VN Entropy
Table of Contents
About | Blog | CV | Papers to Read |
Implementing the Von Neumann Entropy in CVXPY:
In this post I want to talk about my PR for appending support for the Von Neumann Entropy as an atom in CVXPY.
At the highest level, what it means for 'adding support' for an atom in CVXPY, is to implement the function in question to allow it to be utilized by the user to the end of constructing mathematical programs — in CVXPY terms, this means figuring out a correct Canonicalization for the atom into other, more simpler atoms (whose canonicalizations we may already have access to), this is the fundamental approach with which CVXPY internally assembles complex mathematical programs, the so-called, Disciplined convex programming [1] approach to problem construction.
Hence, the first (and the most important) step to implementing the atom, is to find a 'correct' canonicalization for it, in this case, one may be found in: [2] (specifically, proposition-4 of the same). A nuance that we encountered in it's implementation was the fact that dcp2cone
type canonicalization methods (namely, methods that reduce a Disciplined Convex Programming problem to it's equivalent conic constraints), may only strictly return conic constraints, i.e. there is no recursive canonicalization that is undertaken by CVXPY in order to reduce some otherwise non-conic atoms to their conic equivalents, and this needs to be explicitly done by calling their respective canon
methods.
The implementation of the function itself is couched in the numeric
method of the parent structure of the class, and is simply the function: \(S(\rho)=-\sum_{x}\lambda_{x}\log\lambda_{x}\) (may be read as the 'Shannon entropy of the spectrum of the operator/matrix').
Now comes the (surprisingly) hard part — writing test cases! In contrast to my last contribution to CVXPY, where I had plenty of verified programs to refer to from the literature, nothing of the sort existed for the Von Neumann entropy, and hence the struggle for constructing verifiable test cases starts!
All in all, we ended up thinking of three distinct ways of constructing programs whose correctness could be otherwise verified. Each of them involves imposing a combination of constraints that make it 'easy' to 'see' the correct solution. I describe each of them below:
- Fix the 'first' \(n-1\) eigenvectors and eigenvalues of the matrix to be optimized.
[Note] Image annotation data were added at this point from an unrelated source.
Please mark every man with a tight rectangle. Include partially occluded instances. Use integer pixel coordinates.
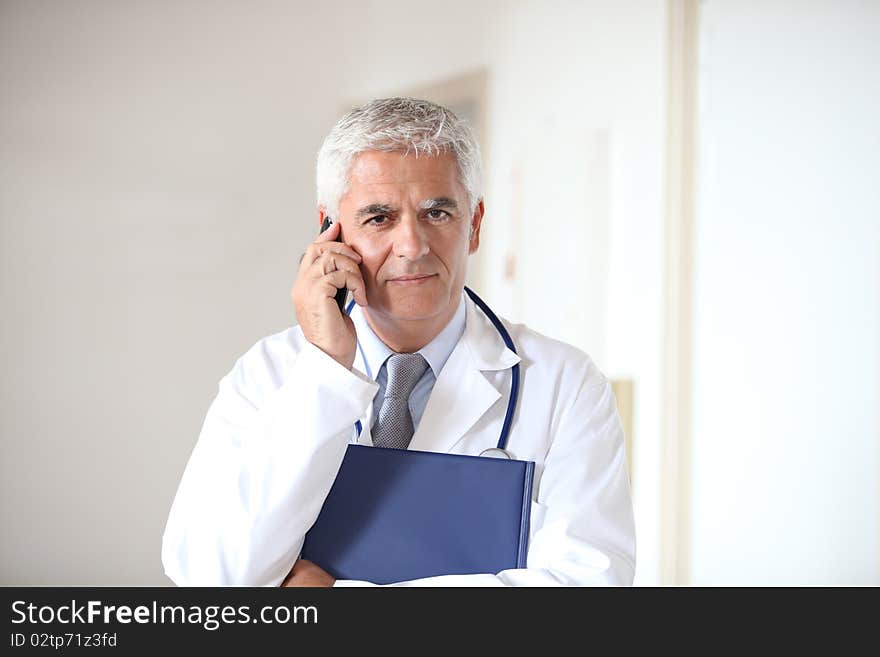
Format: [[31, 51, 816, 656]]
[[162, 98, 635, 586]]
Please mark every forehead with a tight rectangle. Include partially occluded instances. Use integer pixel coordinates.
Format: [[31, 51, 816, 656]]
[[348, 151, 464, 195]]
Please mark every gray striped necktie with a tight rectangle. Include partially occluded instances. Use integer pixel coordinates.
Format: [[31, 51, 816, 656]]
[[371, 354, 428, 449]]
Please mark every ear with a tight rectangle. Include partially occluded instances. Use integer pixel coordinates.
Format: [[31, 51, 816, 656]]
[[468, 199, 486, 254]]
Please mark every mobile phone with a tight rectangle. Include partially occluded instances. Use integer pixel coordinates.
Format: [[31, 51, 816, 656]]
[[321, 217, 348, 315]]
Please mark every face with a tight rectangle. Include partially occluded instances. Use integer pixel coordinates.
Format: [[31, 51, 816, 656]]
[[321, 151, 483, 331]]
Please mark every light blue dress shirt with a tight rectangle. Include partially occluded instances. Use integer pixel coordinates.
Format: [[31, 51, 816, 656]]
[[351, 292, 465, 429]]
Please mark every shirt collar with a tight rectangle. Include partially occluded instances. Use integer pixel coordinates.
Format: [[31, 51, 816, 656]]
[[351, 291, 466, 381]]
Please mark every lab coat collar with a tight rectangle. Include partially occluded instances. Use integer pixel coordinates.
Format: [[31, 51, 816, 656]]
[[352, 292, 520, 452], [409, 296, 520, 452]]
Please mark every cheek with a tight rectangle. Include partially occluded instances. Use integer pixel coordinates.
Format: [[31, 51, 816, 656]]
[[352, 242, 388, 284]]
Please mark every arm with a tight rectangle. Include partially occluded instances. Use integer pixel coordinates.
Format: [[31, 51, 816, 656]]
[[162, 224, 377, 586], [162, 341, 376, 586]]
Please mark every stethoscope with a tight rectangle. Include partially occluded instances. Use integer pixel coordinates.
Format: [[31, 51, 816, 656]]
[[345, 286, 519, 459]]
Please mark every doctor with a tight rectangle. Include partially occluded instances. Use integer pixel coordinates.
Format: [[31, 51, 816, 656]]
[[162, 98, 635, 586]]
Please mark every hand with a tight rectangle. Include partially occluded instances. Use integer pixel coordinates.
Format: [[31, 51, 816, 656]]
[[291, 221, 367, 369], [281, 559, 336, 588]]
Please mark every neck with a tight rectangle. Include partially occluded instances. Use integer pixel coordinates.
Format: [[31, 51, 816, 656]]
[[364, 305, 458, 354]]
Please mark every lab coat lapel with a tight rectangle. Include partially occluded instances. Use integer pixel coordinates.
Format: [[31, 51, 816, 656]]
[[409, 296, 520, 452]]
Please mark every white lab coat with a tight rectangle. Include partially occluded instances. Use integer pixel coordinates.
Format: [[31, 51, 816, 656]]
[[162, 298, 635, 586]]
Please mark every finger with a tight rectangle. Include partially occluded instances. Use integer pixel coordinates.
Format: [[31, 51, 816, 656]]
[[322, 269, 367, 306], [310, 242, 363, 262], [315, 251, 360, 276]]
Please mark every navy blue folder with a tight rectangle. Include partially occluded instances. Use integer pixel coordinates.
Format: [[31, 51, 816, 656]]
[[302, 445, 535, 584]]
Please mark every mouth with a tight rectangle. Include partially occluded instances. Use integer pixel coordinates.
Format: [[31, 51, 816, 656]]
[[388, 274, 437, 285]]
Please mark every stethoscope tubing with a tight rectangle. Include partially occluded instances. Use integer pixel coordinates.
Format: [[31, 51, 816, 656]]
[[345, 286, 519, 458]]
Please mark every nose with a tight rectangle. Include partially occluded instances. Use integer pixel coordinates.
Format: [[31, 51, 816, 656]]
[[394, 215, 430, 260]]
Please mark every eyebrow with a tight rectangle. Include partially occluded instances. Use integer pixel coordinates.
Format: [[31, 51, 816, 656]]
[[419, 196, 458, 210], [355, 196, 458, 219], [355, 203, 394, 218]]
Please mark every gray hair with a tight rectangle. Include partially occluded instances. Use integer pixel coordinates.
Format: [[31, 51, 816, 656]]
[[315, 98, 483, 218]]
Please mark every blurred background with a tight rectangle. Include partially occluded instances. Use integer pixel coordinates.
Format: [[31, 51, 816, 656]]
[[0, 0, 880, 585]]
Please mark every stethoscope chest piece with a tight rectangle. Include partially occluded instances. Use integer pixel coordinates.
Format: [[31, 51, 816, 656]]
[[480, 447, 513, 460]]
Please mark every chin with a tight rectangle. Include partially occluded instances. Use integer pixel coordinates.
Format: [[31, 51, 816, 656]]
[[383, 291, 445, 321]]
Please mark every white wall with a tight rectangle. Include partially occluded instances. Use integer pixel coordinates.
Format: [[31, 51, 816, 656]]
[[0, 0, 364, 585], [691, 0, 880, 585], [0, 0, 665, 585]]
There are now two points of immediate relevance that become available:
- We can figure out the final, unspecified eigenvector (to within a sign change!) given the other \(n-1\). An algorithm for doing the same is:
- Generate a set of \(n-1\) orthonormal vectors (to uniquely characterize the subspace that we will be projecting onto), do this by taking some matrix with linearly independent columns, and passing it through
np.linalg.qr(.)
. - The next step would be to construct the projection matrix (for projecting onto the \(n-1\) -dimensional subspace spanned by the above generated vectors). Can simply be done by stacking the above vectors column wise into a matrix \(V\) and taking \(V @ V.T\) (where \(@\) represents matrix multiplication).
- Subtract from \(I_{(n,n)}\) to get the one dimensional projector, apply this to some randomly generated vector \(\boldsymbol{x}\in\mathcal{R}^{n}\) to obtain the final eigenvector (scaled, will have to normalize)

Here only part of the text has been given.